HP:0002211 | White forelock
HP:0002290 | Poliosis
HP:0002650 | Scoliosis
HP:0002751 | Kyphoscoliosis
HP:0002943 | Thoracic scoliosis
HP:0002944 | Thoracolumbar scoliosis
HP:0003423 | Thoracolumbar kyphoscoliosis
HP:0004619 | Lumbar kyphoscoliosis
HP:0004626 | Lumbar scoliosis
HP:0005659 | Thoracic kyphoscoliosis
HP:0008453 | Congenital kyphoscoliosis
HP:0008458 | Progressive congenital scoliosis
HP:0100884 | Compensatory scoliosis
"""
(这个脚本是完整的,它应该“按原样”运行)
Ontology 是一个单例,应该只启动一次。它可以跨多个模块重用,例如:
主文件
from pyhpo import Ontology, HPOSet
import module2
# initilize the Ontology
_ = Ontology()
if __name__ == '__main__':
module2.find_term('Compensatory scoliosis')
模块2.py
from pyhpo import Ontology
def find_term(term):
return Ontology.get_hpo_object(term)
HPOSet
HPOSet是HPOTerm 的集合,可用于表示例如患者的临床信息。它提供用于过滤、与其他HPOSet和术语/基因/疾病富集比较的 API。
例子:
from pyhpo import Ontology, HPOSet
# initilize the Ontology
_ = Ontology()
# create HPOSets, corresponding to
# e.g. the clinical information of a patient
# You can initiate an HPOSet using either
# - HPO-ID: 'HP:0002943'
# - HPO-Name: 'Scoliosis'
# - HPO-ID (int): 2943
ci_1 = HPOSet.from_queries([
'HP:0002943',
'HP:0008458',
'HP:0100884',
'HP:0002944',
'HP:0002751'
])
ci_2 = HPOSet.from_queries([
'HP:0002650',
'HP:0010674',
'HP:0000925',
'HP:0009121'
])
# Compare the similarity
ci_1.similarity(ci_2)
#> 0.7593552670152157
# Remove all non-leave nodes from a set
ci_leaf = ci_2.child_nodes()
len(ci_2)
#> 4
len(ci_leaf)
#> 1
ci_2
#> HPOSet.from_serialized("925+2650+9121+10674")
ci_leaf
#> HPOSet.from_serialized("2650")
# Check the information content of an HPOSet
ci_1.information_content()
"""
{
'mean': 6.571224974009769,
'total': 32.856124870048845,
'max': 8.97979449089521,
'all': [5.98406221734122, 8.286647310335265, 8.97979449089521, 5.5458072864100645, 4.059813565067086]
}
"""
(这个脚本是完整的,它应该“按原样”运行)
获取富含HPOSet的基因
例子:
from pyhpo import Ontology, HPOSet
from pyhpo.stats import EnrichmentModel
# initilize the Ontology
_ = Ontology()
ci = HPOSet.from_queries([
'HP:0002943',
'HP:0008458',
'HP:0100884',
'HP:0002944',
'HP:0002751'
])
gene_model = EnrichmentModel('gene')
genes = gene_model.enrichment(method='hypergeom', hposet=ci)
print(genes[0]['item'])
#> PAPSS2
(这个脚本是完整的,它应该“按原样”运行)
有关如何使用 PyHPO 的更详细说明,请访问PyHPO 文档。
贡献
是的,请这样做。
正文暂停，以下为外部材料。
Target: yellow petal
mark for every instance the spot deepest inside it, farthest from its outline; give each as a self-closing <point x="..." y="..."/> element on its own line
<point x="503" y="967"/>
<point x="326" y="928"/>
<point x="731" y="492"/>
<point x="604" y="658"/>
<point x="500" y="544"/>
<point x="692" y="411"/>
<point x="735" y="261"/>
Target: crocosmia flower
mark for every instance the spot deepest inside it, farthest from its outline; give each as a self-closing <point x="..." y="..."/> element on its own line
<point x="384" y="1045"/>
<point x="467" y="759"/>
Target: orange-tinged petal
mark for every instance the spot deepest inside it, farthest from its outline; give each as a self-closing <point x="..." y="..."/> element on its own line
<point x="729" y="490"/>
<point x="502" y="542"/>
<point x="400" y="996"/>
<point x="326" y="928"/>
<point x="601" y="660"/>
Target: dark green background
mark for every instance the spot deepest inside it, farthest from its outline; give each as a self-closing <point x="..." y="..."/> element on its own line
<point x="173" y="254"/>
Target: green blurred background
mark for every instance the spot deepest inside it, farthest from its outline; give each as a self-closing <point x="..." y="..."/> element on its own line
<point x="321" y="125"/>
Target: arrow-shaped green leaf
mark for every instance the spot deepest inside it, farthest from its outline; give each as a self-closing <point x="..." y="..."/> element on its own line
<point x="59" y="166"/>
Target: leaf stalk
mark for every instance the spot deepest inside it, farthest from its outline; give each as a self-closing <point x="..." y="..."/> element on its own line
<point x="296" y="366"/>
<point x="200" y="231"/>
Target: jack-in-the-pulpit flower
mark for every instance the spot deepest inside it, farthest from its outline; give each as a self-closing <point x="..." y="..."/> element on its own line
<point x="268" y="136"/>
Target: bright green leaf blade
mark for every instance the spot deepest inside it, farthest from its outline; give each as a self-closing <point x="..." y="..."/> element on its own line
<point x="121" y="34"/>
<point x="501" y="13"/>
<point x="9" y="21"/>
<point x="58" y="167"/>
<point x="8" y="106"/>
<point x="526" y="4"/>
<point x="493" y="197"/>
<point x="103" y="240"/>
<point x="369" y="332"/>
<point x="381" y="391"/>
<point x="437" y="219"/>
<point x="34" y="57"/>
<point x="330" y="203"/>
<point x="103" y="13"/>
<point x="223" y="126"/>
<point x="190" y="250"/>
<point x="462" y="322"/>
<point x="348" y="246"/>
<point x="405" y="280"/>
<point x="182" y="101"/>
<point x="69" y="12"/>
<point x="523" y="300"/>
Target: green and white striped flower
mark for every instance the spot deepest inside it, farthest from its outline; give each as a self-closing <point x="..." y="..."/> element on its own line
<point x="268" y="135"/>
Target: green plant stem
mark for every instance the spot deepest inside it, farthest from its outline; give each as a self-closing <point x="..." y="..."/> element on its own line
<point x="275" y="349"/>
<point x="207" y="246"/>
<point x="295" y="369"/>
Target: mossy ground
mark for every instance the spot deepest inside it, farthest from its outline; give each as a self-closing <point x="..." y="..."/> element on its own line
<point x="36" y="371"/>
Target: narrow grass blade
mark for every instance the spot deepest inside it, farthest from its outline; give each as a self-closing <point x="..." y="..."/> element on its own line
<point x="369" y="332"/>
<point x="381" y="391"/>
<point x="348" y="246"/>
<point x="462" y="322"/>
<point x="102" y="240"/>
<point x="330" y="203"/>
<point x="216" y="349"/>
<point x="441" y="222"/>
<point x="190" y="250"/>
我们感谢任何帮助、改进建议或其他反馈。只需创建一个拉取请求或打开一个问题。
执照
PyHPO 是在MIT 许可下发布的。
PyHPO 正在使用人类表型本体。在http://www.human-phenotype-ontology.org了解更多信息
Sebastian Köhler、Leigh Carmody、Nicole Vasilevsky、Julius OB Jacobsen 等人。扩展人类表型本体 (HPO) 知识库和资源。核酸研究。(2018) doi: 10.1093/nar/gky1105
项目详情
下载文件
下载适用于您平台的文件。如果您不确定要选择哪个,请了解有关安装包的更多信息。